Occhi celesti, capelli biondi e corpo da adolescente: una liceale americana guida un mostro capace di sviluppare oltre 7000 cavalli di potenza Nicole, 17 anni, campionessa dei trattori jet

Ha battutoi piloti professionisti nella gara dei «super tractor»

Nicole ha 17 anni, occhi celesti e capelli biondi su un corpo esile da adolescente; Nicole sogna di fare la dentista.
Freddy ha 56 anni, tatuaggi dalla testa ai piedi, completamente calvo e una pancia di tutto rispetto; Freddy ha realizzato il suo sogno, fa il camionista di professione.
Ora prendete Nicole e Freddy e metteteli al volante di un trattore modello dragster per il tradizionale Gran Prix organizzato negli Usa dalla National Tractor Pullers Association: secondo voi chi, tra l’«angelo» e il «diavolo», avrà la meglio? Se pensate a Freddy, siete fuori strada. La numero uno, in questo campo, è infatti Nicole: una bimba tosta che, alle bambole, ha sempre preferito i motori; ma non quelli normali delle auto cittadine, bensì quelli formato jet capaci di sviluppare oltre 7mila cavalli e che - quando rombano - ti fanno esplodere i timpani. Non a caso gli spettatori che assistono alle gare di questi mostri indossano delle speciali cuffie di protezione, le stesse cuffie che i genitori di Nicole hanno lanciato in aria per la contentezza di vedere la loro figliosa sul podio dei campioni. È lei la numero uno. È lei la più brava. Freddy resta lì in un angolo della pesa, a rodersi dall’invidia. E con lui gli altri piloti (tutti maschi) che hanno dovuto inchinarsi all’abilità e al coraggio di Nicole. Che non ha ancora l’età della patente, ma che in queste speciali competizioni non ha rivali.

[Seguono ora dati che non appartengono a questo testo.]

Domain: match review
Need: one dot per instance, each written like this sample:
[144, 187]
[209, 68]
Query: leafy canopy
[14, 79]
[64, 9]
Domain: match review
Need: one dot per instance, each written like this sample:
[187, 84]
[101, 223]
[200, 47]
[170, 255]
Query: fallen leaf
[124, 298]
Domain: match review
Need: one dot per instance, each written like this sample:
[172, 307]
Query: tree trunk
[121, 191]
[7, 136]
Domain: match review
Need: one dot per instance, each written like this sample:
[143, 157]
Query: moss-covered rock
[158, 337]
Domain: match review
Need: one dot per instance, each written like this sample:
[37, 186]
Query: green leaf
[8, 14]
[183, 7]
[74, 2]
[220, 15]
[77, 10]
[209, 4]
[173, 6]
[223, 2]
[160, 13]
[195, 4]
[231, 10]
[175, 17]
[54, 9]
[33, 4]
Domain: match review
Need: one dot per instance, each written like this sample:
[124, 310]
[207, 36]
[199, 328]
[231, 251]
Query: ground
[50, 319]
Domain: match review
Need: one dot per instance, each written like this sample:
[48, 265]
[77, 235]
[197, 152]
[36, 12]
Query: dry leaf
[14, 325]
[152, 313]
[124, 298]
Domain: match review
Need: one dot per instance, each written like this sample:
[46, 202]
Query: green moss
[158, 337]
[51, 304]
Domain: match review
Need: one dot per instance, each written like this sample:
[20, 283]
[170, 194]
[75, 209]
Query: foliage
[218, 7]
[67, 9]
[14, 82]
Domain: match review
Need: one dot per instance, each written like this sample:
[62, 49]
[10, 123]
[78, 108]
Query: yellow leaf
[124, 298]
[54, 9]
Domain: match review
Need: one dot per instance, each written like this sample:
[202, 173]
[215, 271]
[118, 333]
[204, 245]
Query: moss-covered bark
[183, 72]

Spiegano gli esperti: «Le competizioni dei trattori - sport assai popolare negli Usa - prevedono il trascinamento di carichi massicci su un percorso ad ostacoli di estrema difficoltà. Un comando a distanza consente di chiudere in qualsiasi momento i motori dei colossali trattori se esiste il pericolo che possano dirigersi verso gli spettatori che affollano le tribune».

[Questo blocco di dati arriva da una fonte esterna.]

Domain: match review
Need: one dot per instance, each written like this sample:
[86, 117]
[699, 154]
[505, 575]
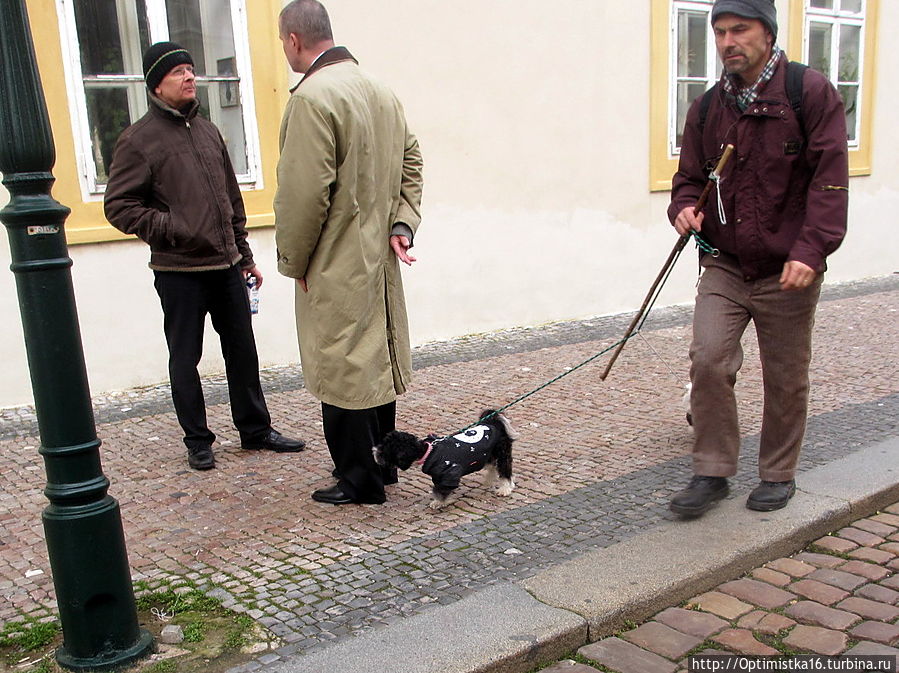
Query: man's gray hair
[308, 19]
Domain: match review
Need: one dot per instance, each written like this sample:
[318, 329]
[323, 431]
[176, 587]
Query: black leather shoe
[771, 495]
[275, 441]
[332, 496]
[200, 457]
[700, 494]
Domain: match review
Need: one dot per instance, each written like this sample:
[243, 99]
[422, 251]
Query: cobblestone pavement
[840, 596]
[596, 463]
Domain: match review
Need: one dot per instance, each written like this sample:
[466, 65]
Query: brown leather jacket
[785, 189]
[171, 183]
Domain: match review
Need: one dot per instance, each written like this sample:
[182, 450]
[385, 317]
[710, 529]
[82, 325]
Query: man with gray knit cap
[172, 185]
[779, 210]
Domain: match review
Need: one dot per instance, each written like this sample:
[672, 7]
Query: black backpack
[795, 73]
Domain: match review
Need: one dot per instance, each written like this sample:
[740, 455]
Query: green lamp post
[82, 523]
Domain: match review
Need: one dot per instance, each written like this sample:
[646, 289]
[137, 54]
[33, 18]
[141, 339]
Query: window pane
[101, 26]
[692, 36]
[687, 92]
[850, 48]
[850, 101]
[204, 28]
[108, 115]
[230, 123]
[819, 47]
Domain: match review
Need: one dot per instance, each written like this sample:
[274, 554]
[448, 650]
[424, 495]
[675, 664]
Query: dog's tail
[493, 413]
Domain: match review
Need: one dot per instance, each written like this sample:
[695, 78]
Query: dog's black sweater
[451, 458]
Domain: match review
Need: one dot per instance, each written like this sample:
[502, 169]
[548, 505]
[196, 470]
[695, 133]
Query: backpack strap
[795, 73]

La storia della «liceale Nicole» è finita giorni fa sul New York Times con una cronaca ricca di particolari: «Indossa una tuta antifiamme durante le assordanti competizioni, raccoglie i suoi lunghi capelli in due treccine bionde, che infila dentro il casco, per evitare che possano prendere fuoco: gli scarichi dei potenti motori dei jet sputano fiamme colossali a pochi centimetri dalla sua testa».
Dave, il padre di Nicole, è l’uomo più felice della terra: per lui, costruttore per hobby di trattori da competizione, una figlia così è il massimo della vita. Dave ricorda commosso: «A 12 anni era già in grado di smontare da sola il motore di uno di questi bestioni. Nel 2000 acquistai “Legend” dotandolo di motori da jet ed entrando così nel mondo delle competizioni. Due anni fa ho deciso di cedere il volante a Nicole. Una scelta giusta, visti i risultati...».

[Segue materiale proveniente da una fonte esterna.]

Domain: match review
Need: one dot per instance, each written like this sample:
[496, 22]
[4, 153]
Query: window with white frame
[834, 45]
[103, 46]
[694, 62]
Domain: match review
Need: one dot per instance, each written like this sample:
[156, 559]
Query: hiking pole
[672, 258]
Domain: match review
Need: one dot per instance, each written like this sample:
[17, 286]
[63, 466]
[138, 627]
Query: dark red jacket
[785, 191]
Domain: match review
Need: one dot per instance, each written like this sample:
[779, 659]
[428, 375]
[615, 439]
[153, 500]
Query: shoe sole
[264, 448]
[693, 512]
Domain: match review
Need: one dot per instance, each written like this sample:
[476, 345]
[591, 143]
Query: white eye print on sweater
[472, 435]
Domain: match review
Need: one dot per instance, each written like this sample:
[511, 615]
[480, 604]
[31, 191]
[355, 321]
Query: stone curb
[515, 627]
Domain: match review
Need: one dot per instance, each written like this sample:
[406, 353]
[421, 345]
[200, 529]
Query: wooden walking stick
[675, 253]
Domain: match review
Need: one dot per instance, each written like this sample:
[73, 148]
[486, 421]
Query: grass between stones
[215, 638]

Subito la ragazzina ha rivelato un talento formidabile. «Non ho mai visto una ragazza con l’abilità naturale di Nicole o con la sua determinazione in gara - spiega all’Ansa John Knox, proprietario di una scuderia -. Il suo trattore è molto difficile da controllare. Ma nelle sue mani è docile come un agnello».
«I miei compagni di scuola pensano che non sono in grado di smontare un bullone - racconta Nicole -, non sanno niente della mia attività sportiva».
E magari pensano che faccia danza classica.